Side Effects of a Hole in Your Heart


 by Dr. C. Richard Patterson

Your heart has a right side and a left side. Each side consists of an upper chamber called the atrium and a lower chamber known as the ventricle. Blood normally flows from an atrium to a ventricle and then out of the heart.

Your heart has a right side and a left side. Each side consists of an upper chamber called the atrium and a lower chamber known as the ventricle. Blood normally flows from an atrium to a ventricle and then out of the heart. When there are abnormal openings in the chamber walls that separate right from left, blood may flow from atrium to atrium or ventricle to ventricle. Most of those openings are present at birth and may cause symptoms early in life or after several years.

Small Atrial Holes

Small openings between the atria are fairly common. The normal fetus has a small opening between the atria to allow blood from the placenta to flow into the left heart and be distributed to the fetal organs. The opening usually closes after birth, but it remains open in about 25 percent of people. Most are never aware and suffer no ill effects, but the opening can permit clots from the legs or elsewhere in the body to cross to the left heart and cause a stroke.

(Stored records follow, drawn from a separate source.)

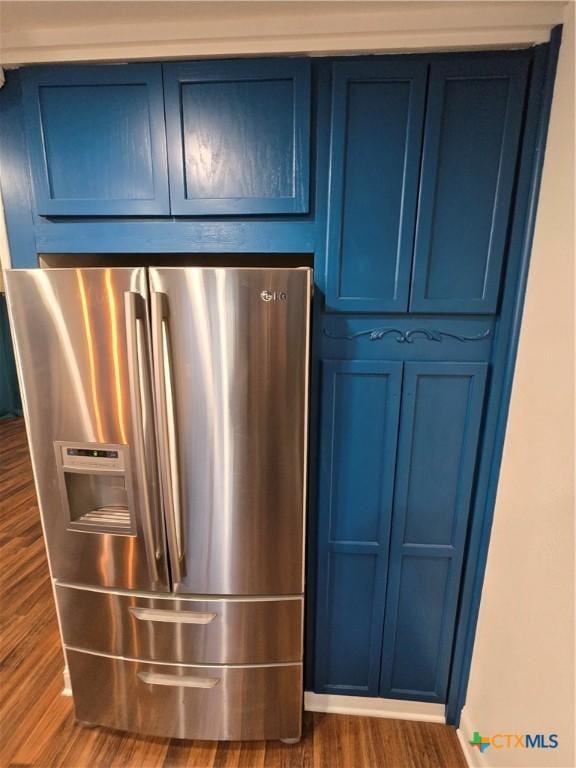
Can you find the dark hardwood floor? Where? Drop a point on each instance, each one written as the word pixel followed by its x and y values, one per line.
pixel 37 726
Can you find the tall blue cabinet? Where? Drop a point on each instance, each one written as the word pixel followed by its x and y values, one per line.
pixel 411 183
pixel 422 155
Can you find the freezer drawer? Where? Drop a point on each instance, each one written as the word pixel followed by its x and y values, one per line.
pixel 189 631
pixel 187 702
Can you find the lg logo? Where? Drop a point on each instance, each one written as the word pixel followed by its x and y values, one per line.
pixel 273 296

Larger Openings Between the Atria

Approximately 1 in 1,000 people have larger openings between the atria, and these come to medical attention. Because pressure is higher in the left heart than the right, blood will be shunted from the left atrium, overloading the right heart. The result is right heart failure and abnormally high pressure in the blood vessels of the lung. Shortness of breath, swelling of the legs, abnormal heartbeats and other signs of heart failure may occur.

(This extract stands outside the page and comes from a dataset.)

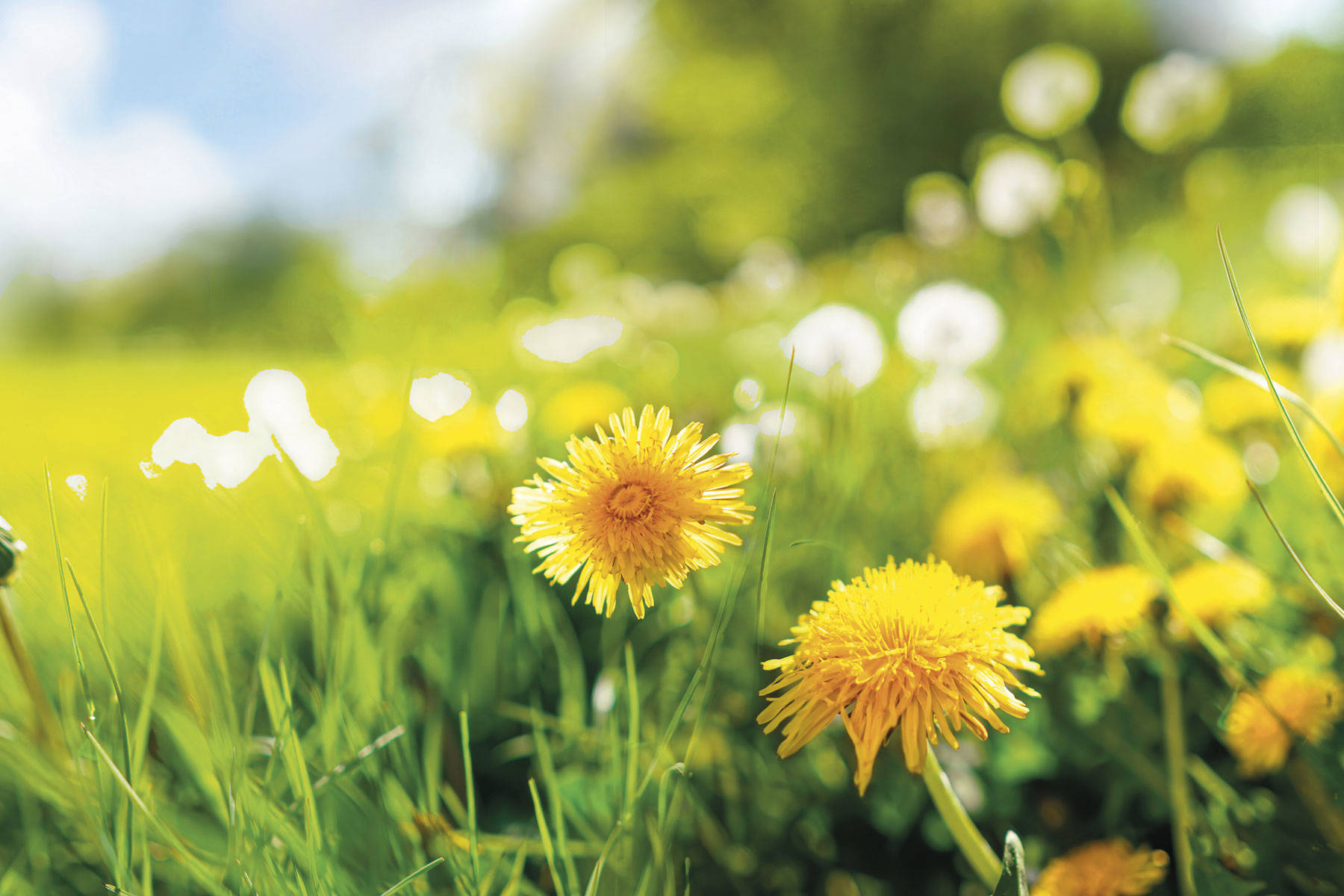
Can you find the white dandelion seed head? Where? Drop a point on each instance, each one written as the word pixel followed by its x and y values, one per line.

Openings Between the Ventricles

Among 1,000 babies, approximately 2 to 3 are born with openings between the ventricles. Many of these holes are small and close without treatment. Some are large enough to cause blood shunting and heart failure in infancy. Others increase in size with time and produce symptoms of right heart overload later in life.

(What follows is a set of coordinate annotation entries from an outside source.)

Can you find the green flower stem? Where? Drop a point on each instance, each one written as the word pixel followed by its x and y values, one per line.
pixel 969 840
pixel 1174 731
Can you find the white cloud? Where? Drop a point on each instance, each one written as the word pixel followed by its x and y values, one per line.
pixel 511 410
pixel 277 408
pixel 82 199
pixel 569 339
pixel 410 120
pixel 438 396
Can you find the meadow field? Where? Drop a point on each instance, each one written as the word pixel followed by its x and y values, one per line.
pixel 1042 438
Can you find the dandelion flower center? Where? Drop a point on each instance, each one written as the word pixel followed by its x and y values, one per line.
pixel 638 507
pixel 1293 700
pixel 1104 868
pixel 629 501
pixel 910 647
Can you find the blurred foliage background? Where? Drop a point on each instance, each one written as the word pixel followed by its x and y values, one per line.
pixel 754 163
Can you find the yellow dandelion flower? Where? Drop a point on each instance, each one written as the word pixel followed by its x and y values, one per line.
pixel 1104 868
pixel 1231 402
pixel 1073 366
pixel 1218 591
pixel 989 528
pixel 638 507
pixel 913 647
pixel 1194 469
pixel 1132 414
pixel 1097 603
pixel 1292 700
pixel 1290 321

Openings Between Both the Atria and the Ventricles

The walls separating the atria and the ventricles are incompletely formed in approximately 2 in every 10,000 babies. The mixing of right and left heart blood causes a blueness of the skin, lips and fingernail beds accompanied by heart murmurs and loud heartbeats. Until surgically corrected, combined defects like these progress to increasing heart failure and fluid overload in the lungs.